The first possibility under consideration concerns splitting the loan and forgiving a part of it: The first part would be calculated based on the market value of the property and the debtor’s capacity for repayment. The part the borrower would have to pay would be half of the normal amount, with the rest being frozen for a period agreed with the bank. The lender could commit to writing off the rest of the loan at the end of the loan period if the borrower has been consistent in paying and does not have any other property that could be liquidated.
The second option for a partial write-off is just before the sale of the loan to funds. In this scenario, the banks would propose to the debtor a settlement that could include writing off part of the loan, provided that the borrower was consistent in his or her payments. However, the proposal for the buyout of the loan by the debtor should not be as low as the price offered to the fund, as that would contaminate the bank’s entire portfolio and could persuade debtors not to pay off their debts.
Meanwhile, Michalis Sallas, honorary chairman at Piraeus Bank, on Thursday proposed a “sale and leaseback” solution for properties on which bad mortgages have been secured.
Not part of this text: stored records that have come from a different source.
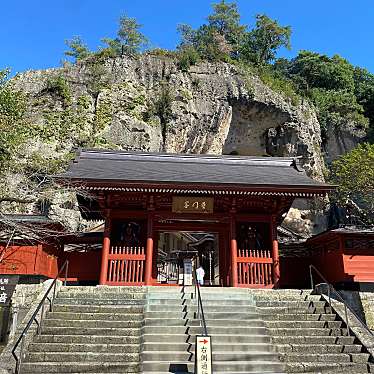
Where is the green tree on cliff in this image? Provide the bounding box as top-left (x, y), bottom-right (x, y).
top-left (102, 15), bottom-right (148, 56)
top-left (0, 69), bottom-right (26, 165)
top-left (178, 0), bottom-right (246, 61)
top-left (330, 143), bottom-right (374, 223)
top-left (240, 14), bottom-right (291, 65)
top-left (65, 36), bottom-right (91, 61)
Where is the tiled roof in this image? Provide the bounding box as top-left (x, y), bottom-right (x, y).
top-left (57, 150), bottom-right (333, 190)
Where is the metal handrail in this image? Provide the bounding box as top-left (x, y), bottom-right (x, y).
top-left (309, 265), bottom-right (374, 336)
top-left (195, 270), bottom-right (208, 336)
top-left (12, 260), bottom-right (69, 374)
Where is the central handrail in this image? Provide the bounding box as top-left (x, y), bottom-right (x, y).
top-left (195, 270), bottom-right (208, 336)
top-left (309, 265), bottom-right (374, 336)
top-left (12, 260), bottom-right (69, 374)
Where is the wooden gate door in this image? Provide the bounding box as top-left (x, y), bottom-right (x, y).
top-left (237, 249), bottom-right (274, 288)
top-left (106, 246), bottom-right (145, 286)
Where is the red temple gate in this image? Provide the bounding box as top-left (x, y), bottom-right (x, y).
top-left (105, 246), bottom-right (145, 286)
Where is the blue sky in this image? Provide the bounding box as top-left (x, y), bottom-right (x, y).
top-left (0, 0), bottom-right (374, 74)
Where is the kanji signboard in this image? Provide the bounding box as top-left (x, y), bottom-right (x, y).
top-left (172, 196), bottom-right (214, 213)
top-left (195, 336), bottom-right (212, 374)
top-left (0, 274), bottom-right (19, 307)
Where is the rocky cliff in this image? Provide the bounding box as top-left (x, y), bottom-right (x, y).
top-left (5, 55), bottom-right (338, 231)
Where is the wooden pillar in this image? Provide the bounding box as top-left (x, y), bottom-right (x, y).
top-left (144, 196), bottom-right (154, 286)
top-left (230, 198), bottom-right (238, 287)
top-left (99, 210), bottom-right (112, 284)
top-left (270, 216), bottom-right (280, 288)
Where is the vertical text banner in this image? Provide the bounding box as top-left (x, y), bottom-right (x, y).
top-left (195, 335), bottom-right (212, 374)
top-left (0, 274), bottom-right (19, 307)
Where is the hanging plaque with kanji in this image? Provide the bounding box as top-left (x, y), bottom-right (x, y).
top-left (195, 335), bottom-right (213, 374)
top-left (172, 196), bottom-right (214, 213)
top-left (0, 274), bottom-right (19, 307)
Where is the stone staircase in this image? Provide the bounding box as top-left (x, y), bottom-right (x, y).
top-left (14, 287), bottom-right (374, 374)
top-left (21, 287), bottom-right (146, 374)
top-left (250, 290), bottom-right (374, 373)
top-left (141, 287), bottom-right (283, 374)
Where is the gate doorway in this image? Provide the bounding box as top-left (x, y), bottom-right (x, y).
top-left (156, 231), bottom-right (222, 286)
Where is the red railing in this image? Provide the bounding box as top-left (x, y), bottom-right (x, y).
top-left (237, 249), bottom-right (274, 288)
top-left (106, 246), bottom-right (145, 286)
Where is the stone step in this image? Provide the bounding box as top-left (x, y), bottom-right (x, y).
top-left (279, 352), bottom-right (369, 363)
top-left (26, 352), bottom-right (139, 362)
top-left (141, 351), bottom-right (279, 365)
top-left (147, 292), bottom-right (254, 304)
top-left (144, 310), bottom-right (259, 323)
top-left (34, 331), bottom-right (140, 344)
top-left (258, 313), bottom-right (337, 321)
top-left (44, 318), bottom-right (143, 329)
top-left (59, 285), bottom-right (147, 294)
top-left (265, 320), bottom-right (343, 329)
top-left (42, 326), bottom-right (139, 336)
top-left (142, 339), bottom-right (274, 352)
top-left (268, 327), bottom-right (347, 336)
top-left (28, 340), bottom-right (140, 353)
top-left (57, 292), bottom-right (147, 302)
top-left (144, 318), bottom-right (264, 328)
top-left (276, 344), bottom-right (362, 353)
top-left (256, 305), bottom-right (333, 315)
top-left (142, 332), bottom-right (271, 344)
top-left (256, 300), bottom-right (326, 308)
top-left (253, 292), bottom-right (321, 302)
top-left (146, 299), bottom-right (254, 309)
top-left (285, 362), bottom-right (370, 374)
top-left (47, 311), bottom-right (143, 321)
top-left (53, 304), bottom-right (144, 314)
top-left (141, 361), bottom-right (284, 374)
top-left (55, 297), bottom-right (145, 306)
top-left (271, 331), bottom-right (355, 345)
top-left (142, 326), bottom-right (268, 335)
top-left (21, 361), bottom-right (139, 374)
top-left (145, 304), bottom-right (257, 313)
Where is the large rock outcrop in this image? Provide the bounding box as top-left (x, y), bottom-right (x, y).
top-left (5, 55), bottom-right (324, 234)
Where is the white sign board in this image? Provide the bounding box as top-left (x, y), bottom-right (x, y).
top-left (195, 335), bottom-right (212, 374)
top-left (183, 258), bottom-right (192, 286)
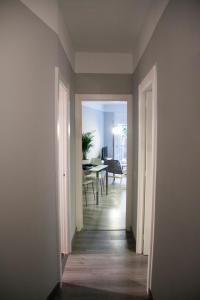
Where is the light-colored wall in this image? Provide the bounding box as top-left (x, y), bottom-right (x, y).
top-left (20, 0), bottom-right (75, 68)
top-left (133, 0), bottom-right (200, 300)
top-left (82, 105), bottom-right (104, 159)
top-left (0, 0), bottom-right (74, 300)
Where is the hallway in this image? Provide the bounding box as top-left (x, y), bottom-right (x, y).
top-left (51, 230), bottom-right (148, 300)
top-left (83, 177), bottom-right (127, 230)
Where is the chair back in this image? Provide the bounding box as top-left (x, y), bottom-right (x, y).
top-left (91, 158), bottom-right (102, 166)
top-left (104, 159), bottom-right (123, 174)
He said banks could split the mortgage in two, whereby the first part of the debt, accounting for some 90 percent of the property’s value, would be proposed for sale by the bank with the borrower being able to stay in the property while paying rent. The borrower would be able to extend the duration of the loan, reducing the cost of its monthly servicing. If in five years’ time property rates have not returned to their previous level, the rest of the loan could be written off under certain conditions.